You advised that an Employment Counselor with the Job Service is responsible for providing in-depth assistance to persons who are having difficulties in finding employment to enable them to locate employment. Employees of the Job Service have access to a great deal of information that is not available to the general public and which generally is not made available to private employment or rehabilitation agencies without a court order. The information is used to assist in the job placement of applicants and includes such things as scores on aptitude tests, names and addresses of employers with job openings, records showing employers who might be good sources for employment opportunities, applicant records, and unemployment compensation statements showing employers' records of reimbursement. This information, as well as other data, would be of benefit to a private employment agency and could be very useful to the subject applicant in her private work.
The Code of Ethics for Public Officers and Employees provides in relevant part:
CONFLICTING EMPLOYMENT OR CONTRACTUAL RELATIONSHIP. -- No public officer or employee of an agency shall have or hold any employment or contractual relationship with any business entity or any agency which is subject to the regulation of, or is doing business with, an agency of which he is an officer or employee . . . ; nor shall an officer or employee of an agency have or hold any employment or contractual relationship that will create a continuing or frequently recurring conflict between his private interests and the performance of his public duties or that would impede the full and faithful discharge of his public duties.
[Section 112.313(7)(a), Florida Statutes (1983).]
This provision prohibits a public employee from having any employment or contractual relationship that would create a continuing or frequently recurring conflict of interest or that would impede the full and faithful discharge of the employee's public duties.
In a previous opinion, CEO 79-8, we advised that this provision would prohibit a deputy clerk of the circuit court in charge of county recording from being associated with a local real estate firm because of the clerk's access to information not available to the general public and of potentially great benefit to the real estate firm.

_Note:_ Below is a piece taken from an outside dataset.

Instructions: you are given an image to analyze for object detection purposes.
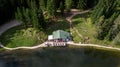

For the reasons presented in that opinion, we conclude that the subject applicant's private employment also would create a frequently recurring conflict of interest and would impede the full and faithful discharge of public duties were she to be hired as an Employment Counselor with the Job Service.
Accordingly, we find that the Code of Ethics would prohibit the subject applicant from retaining her part-time employment were she to be employed as an Employment Counselor II with the Job Service.